With WebAssembly and other recent developments, I think that the opposite is going to happen in the future. We are (hopefully) going to have native (online) apps.


I hope you are right; I see WebAssembly (or a potential successor) to be the missing gap in the ecosystem, which Java (as well as some previous small attempts) attempted to be. Since javascript (or ecmascript for the purists) now runs server-side (e.g. node.js), there's no reason wasm could not run everywhere.


What makes you think so? WebAssembly is about making it possible to compile from any language into subset of javascript (which is well JIT-table), it doesn't say nothing about neither which layout/gfx engine the apps will use, nor about any ISA. Many want the bindings to DOM, actually.



Would a less-specialized rendering engine not be even less performant if trying to make web-app like things?


What web-app like?

If browser vendors don't change course in regards to WebAssembly's roadmap, Flash and Applets are back, just give it one more year to mature the eco-system.


Seems unlikely. Developers are already using the DOM model outside of the browser entirely a'la Electron because in modern times it's such a productive and accessible development environment. I can't imagine we'd try to bring back the pain of Flash. What we have now is drastically more portable and a delight to use compared to that era.


Instead of bindings to DOM, you can offer bindings to native API - Webassembly makes it safe. Another approach is running your app on webgl. WASM is not a subset of JavaScript at all, it has similar modularization, but that's about it.


WebAssembly will make it simpler to port non-DOM UI libraries to the web, which probably some people will use - though the DOM based UI libraries are already quite strong.


I am also interested in this, but I'm concerned about the accessibility aspects. Native Qt can be accessible. Web apps can be accessible.

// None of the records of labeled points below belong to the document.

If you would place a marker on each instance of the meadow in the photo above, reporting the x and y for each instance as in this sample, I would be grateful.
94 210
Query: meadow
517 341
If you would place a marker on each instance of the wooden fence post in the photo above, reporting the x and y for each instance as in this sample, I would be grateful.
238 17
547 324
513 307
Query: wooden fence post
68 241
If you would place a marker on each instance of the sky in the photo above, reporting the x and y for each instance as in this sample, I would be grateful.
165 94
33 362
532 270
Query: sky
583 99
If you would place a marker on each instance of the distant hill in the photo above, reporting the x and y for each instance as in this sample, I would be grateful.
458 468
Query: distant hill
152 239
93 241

Can Native Qt on web assembly be accessible? How would that work cross-platform?


There are 3 approaches:

- Web apps (using DOM like usual)

- Native Qt and a WASM runtime that has bindings directly to the native library (basically PyQt, but WASM instead of Python)

- Qt apps in canvas (webgl)

The first two are definitely accessible (by default or very easily). The last one not so much, but it's still possible, and project like Qt should have enough resources to pull it off. The second approach should be the most performant.